Ana María Matute
El otro niño
Aquel niño era un niño distinto. No se metía en el río,
hasta la cintura, ni buscaba nidos,
ni robaba la fruta del hombre rico y feo. Era un niño que
no amaba ni martirizaba a los
perros, ni los llevaba de caza con un fusil de
madera. Era un niño distinto, que no
perdía
el cinturón, ni rompía los zapatos, ni llevaba cicatrices
en las rodillas, ni se manchaba los
dedos de tinta morada.
Era otro niño, sin sueños de caballos, sin miedo de la noche, sin
curiosidad, sin preguntas.
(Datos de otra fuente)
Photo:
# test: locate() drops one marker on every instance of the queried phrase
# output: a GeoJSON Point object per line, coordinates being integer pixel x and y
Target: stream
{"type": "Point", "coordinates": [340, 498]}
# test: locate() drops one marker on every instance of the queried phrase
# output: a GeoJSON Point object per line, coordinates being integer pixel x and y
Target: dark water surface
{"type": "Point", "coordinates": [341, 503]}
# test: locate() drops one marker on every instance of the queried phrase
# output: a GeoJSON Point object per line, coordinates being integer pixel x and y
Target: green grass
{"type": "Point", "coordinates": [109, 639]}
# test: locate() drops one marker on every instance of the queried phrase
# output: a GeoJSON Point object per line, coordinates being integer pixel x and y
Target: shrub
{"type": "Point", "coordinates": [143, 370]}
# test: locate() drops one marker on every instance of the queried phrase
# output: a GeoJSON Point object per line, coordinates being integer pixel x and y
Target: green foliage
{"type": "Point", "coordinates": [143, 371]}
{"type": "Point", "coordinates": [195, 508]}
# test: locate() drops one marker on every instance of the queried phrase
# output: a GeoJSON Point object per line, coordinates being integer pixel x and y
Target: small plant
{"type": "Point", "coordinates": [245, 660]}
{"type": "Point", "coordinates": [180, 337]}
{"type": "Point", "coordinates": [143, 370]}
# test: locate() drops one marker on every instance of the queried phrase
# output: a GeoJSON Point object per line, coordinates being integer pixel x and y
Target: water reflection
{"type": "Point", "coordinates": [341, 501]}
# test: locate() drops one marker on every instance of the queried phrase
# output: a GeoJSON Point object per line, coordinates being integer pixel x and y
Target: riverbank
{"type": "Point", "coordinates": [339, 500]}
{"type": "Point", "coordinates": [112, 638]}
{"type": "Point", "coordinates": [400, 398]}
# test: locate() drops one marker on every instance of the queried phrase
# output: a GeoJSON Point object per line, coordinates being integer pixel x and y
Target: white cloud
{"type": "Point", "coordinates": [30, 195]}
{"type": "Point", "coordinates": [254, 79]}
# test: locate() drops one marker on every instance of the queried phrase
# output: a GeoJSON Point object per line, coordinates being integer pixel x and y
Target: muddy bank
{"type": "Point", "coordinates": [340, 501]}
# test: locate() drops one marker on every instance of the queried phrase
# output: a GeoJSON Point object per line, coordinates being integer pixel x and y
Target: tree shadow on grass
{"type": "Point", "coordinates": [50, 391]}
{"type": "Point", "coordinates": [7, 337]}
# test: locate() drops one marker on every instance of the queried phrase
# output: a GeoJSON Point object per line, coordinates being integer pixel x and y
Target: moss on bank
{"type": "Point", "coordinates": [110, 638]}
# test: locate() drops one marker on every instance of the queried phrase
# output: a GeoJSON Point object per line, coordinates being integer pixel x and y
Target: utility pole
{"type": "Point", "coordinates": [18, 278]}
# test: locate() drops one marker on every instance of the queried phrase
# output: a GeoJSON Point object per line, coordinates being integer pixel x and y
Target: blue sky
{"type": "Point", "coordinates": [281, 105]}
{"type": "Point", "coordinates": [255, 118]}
Era otro niño, otro, que nadie vio nunca, que apareció en la
escuela de la señorita Leocadia, sentado en el último
pupitre, con su juboncillo de
terciopelo malva, bordado en plata. Un niño que todo lo miraba con otra mirada,
que no
decía nada
porque todo lo tenía dicho. Y cuando la señorita Leocadia le vio los dos dedos
de la mano derecha unidos, sin poderse despegar, cayó de
rodillas, llorando, y dijo: «¡Ay
de mi, ay de mi!
El niño del altar estaba triste y ha venido a mi escuela!»